Pourquoi la présence du bon médecin n'est pas un détail

Pendant l'accouchement, les femmes vivent une vulnérabilité physique et émotionnelle extrême. C'est précisément pour cela que, pour beaucoup d'entre elles, il ne s'agit pas d'indifférence de savoir si c'est un inconnu de garde ou un professionnel choisi, connu, en qui elles ont confiance, qui est présent à leurs côtés.

Ce n'est pas remettre en cause les compétences médicales. C'est reconnaître que la confiance ne se décrète pas — elle se construit, dans le temps, dans la relation.

Public ou privé ? Un choix qui n'en est pas vraiment un

Beaucoup de femmes en arrivent aujourd'hui à la conclusion que si elles veulent un vrai choix et des conditions prévisibles, elles doivent se tourner vers le secteur privé. Mais pour une grande partie d'entre elles, c'est une question financière lourde — pas seulement un choix de principe.

C'est ainsi que se creuse une inégalité silencieuse : la liberté de choisir n'est pas accessible de la même façon pour toutes.

L'essentiel est garanti — mais qu'en est-il du reste ?

Je ne dis pas que ce système est mauvais en soi. Ce que je dis, c'est que dans un moment aussi déterminant, il serait précieux que le plus grand nombre de femmes possible puisse sentir qu'elles ont leur mot à dire sur la façon dont elles vivent cette expérience.

L'essentiel — la sécurité de la mère et de l'enfant — ne fait aucun doute. C'est la priorité absolue, et personne ne le conteste.

La vraie question est : au-delà de cela, quelle place reste-t-il pour le choix personnel dans un système qui aspire à traiter tout le monde de façon identique ?

De la certitude au doute

En moi — et je crois, dans beaucoup d'autres femmes — cette situation soulève une question que je n'aurais jamais imaginé me poser : est-ce que je veux vraiment devenir mère dans ces conditions ?

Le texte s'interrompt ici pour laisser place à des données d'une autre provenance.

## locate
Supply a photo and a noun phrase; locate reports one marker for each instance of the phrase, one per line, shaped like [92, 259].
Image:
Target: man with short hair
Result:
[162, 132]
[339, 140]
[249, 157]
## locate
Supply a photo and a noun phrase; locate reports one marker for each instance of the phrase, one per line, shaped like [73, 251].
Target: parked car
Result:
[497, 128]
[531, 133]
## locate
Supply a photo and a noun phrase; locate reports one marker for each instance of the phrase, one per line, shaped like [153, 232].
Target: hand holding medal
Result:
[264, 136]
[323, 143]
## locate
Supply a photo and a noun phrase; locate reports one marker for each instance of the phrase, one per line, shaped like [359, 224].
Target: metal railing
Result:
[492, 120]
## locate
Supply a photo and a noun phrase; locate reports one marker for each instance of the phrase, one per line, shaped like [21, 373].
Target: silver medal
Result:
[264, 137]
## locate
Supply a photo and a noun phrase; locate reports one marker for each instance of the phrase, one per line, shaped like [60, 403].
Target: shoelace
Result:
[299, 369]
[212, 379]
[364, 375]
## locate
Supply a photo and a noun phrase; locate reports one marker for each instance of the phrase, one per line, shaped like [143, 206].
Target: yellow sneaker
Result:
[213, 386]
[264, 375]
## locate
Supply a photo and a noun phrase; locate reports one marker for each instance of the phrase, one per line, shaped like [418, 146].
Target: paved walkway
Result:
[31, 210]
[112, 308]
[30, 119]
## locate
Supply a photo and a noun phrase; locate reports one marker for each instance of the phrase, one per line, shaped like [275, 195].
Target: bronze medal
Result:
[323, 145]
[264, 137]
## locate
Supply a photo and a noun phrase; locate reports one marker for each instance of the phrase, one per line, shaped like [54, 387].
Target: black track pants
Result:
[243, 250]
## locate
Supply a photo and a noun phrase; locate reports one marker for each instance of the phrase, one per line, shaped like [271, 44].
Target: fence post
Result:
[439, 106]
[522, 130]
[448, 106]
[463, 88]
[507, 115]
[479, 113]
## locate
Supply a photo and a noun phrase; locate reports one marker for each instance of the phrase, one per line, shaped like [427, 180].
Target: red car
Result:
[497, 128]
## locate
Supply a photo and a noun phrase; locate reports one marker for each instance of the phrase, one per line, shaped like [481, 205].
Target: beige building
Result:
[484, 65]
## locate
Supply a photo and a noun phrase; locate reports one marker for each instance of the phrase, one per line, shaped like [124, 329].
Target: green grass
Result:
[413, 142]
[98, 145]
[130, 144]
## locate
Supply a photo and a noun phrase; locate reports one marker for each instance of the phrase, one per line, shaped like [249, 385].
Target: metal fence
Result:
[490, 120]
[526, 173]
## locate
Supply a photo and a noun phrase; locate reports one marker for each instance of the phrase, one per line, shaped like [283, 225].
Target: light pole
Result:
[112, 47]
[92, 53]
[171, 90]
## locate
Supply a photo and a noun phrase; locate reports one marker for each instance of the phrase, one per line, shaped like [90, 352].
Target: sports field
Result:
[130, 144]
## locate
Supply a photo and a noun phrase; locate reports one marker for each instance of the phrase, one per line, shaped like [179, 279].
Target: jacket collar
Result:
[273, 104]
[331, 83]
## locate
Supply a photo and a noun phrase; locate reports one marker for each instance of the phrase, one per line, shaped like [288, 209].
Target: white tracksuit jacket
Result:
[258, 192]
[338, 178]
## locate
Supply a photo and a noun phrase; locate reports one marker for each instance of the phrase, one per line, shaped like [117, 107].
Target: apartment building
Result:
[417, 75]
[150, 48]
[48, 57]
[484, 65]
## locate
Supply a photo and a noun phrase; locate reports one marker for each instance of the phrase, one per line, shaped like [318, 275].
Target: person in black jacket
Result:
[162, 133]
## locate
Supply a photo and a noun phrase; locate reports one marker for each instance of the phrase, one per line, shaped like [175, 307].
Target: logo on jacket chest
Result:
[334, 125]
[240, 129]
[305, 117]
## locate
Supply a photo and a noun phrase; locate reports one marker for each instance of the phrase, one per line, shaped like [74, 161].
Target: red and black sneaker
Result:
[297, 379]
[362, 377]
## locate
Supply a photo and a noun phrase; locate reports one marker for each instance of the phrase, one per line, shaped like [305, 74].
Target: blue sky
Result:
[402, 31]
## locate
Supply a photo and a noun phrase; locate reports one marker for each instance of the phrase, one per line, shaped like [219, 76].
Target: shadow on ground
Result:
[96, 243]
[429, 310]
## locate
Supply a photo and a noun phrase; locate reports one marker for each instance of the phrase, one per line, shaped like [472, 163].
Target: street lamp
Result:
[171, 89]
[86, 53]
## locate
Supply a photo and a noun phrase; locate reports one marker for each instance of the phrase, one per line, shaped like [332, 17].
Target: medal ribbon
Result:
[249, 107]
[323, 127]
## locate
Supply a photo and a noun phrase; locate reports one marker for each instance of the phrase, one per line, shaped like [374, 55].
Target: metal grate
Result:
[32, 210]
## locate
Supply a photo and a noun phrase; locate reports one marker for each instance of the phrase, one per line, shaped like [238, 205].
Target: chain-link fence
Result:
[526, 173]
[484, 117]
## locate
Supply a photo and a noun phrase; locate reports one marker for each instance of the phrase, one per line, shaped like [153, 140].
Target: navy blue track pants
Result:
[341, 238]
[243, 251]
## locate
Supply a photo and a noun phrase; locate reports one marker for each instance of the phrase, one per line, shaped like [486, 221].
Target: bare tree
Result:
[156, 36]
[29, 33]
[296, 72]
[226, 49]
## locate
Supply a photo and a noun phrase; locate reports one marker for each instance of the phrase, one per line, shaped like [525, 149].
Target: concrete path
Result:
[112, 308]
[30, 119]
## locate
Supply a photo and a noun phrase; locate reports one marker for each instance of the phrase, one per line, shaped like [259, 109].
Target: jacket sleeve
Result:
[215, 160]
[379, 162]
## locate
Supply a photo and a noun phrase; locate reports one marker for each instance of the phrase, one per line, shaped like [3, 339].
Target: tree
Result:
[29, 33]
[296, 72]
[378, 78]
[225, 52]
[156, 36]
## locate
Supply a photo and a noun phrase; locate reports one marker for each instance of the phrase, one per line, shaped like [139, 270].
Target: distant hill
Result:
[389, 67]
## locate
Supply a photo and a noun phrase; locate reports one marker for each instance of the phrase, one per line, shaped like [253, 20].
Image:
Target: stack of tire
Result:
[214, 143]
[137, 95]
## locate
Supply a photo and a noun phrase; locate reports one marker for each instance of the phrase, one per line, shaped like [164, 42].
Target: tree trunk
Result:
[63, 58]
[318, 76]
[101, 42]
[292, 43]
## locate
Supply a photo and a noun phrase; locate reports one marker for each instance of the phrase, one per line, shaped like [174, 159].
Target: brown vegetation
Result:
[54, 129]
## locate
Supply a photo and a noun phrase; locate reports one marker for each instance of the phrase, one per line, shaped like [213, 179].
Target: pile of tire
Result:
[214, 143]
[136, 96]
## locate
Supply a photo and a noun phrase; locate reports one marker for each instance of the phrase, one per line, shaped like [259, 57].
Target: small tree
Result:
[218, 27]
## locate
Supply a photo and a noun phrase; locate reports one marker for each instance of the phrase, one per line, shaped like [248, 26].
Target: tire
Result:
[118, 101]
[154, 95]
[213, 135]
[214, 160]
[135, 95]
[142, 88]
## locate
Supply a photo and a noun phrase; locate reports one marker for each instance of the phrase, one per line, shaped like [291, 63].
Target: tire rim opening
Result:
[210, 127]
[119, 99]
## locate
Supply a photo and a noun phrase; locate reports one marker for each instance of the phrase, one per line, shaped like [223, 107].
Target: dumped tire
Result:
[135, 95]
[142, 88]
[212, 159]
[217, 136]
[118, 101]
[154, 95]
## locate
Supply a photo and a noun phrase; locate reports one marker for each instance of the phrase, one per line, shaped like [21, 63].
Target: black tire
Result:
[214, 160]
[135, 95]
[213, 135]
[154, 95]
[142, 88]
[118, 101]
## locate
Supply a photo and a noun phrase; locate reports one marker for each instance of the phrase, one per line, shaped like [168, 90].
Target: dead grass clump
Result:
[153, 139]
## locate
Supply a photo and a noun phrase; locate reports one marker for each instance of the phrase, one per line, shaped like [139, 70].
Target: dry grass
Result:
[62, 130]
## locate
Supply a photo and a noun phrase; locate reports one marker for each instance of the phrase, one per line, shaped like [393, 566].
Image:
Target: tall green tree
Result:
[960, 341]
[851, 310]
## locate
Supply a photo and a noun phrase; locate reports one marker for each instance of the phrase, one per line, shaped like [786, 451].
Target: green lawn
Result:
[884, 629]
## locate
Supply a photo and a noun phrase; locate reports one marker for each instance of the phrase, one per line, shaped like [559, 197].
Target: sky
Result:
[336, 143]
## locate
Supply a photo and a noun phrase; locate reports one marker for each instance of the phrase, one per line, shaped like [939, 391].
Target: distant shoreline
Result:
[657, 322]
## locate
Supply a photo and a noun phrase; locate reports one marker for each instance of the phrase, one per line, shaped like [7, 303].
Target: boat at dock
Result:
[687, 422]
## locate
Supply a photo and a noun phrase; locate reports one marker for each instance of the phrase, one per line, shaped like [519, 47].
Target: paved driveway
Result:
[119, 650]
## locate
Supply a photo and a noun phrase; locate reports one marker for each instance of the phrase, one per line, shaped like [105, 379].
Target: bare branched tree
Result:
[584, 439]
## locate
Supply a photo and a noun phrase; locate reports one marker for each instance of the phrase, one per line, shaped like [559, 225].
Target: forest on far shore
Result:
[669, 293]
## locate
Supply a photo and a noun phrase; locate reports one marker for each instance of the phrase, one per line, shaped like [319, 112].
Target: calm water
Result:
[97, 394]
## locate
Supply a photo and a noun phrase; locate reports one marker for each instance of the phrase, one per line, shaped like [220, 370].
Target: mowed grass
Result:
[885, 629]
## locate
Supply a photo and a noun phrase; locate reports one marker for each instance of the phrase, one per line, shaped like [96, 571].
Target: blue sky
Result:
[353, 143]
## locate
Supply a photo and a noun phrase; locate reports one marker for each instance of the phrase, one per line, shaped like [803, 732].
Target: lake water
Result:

Avant la suppression du libre choix, j'étais certaine de vouloir des enfants. Je me voyais même avec plusieurs. Aujourd'hui, ce qui entoure l'accouchement — les possibilités qui rétrécissent, l'incertitude qui grandit — me décourage bien plus qu'il ne me rassure.

Entre les règles et les destins individuels

Un système peut-il être à la fois juste et humain ? Peut-on uniformiser sans effacer le poids et la liberté de la décision personnelle ?

Je n'ai pas encore toutes les réponses. Mais une conviction m'accompagne depuis longtemps, et elle ne vacille pas : on ne devrait pas retirer à une femme la possibilité de choisir là où ce choix peut encore se faire en toute sécurité.

Je ne prétends pas que tout doit être laissé au libre arbitre. Mais jusqu'au point où cela ne met pas en danger la mère ni l'enfant, le droit de décider ne devrait pas être retiré des mains des femmes.

Car là où le choix disparaît complètement, ce n'est pas seulement une option qui s'évanouit — c'est aussi une part du sentiment de sécurité qu'une femme peut ressentir à l'un des moments les plus fondateurs de son existence. Et les conséquences de cela peuvent durer toute une vie.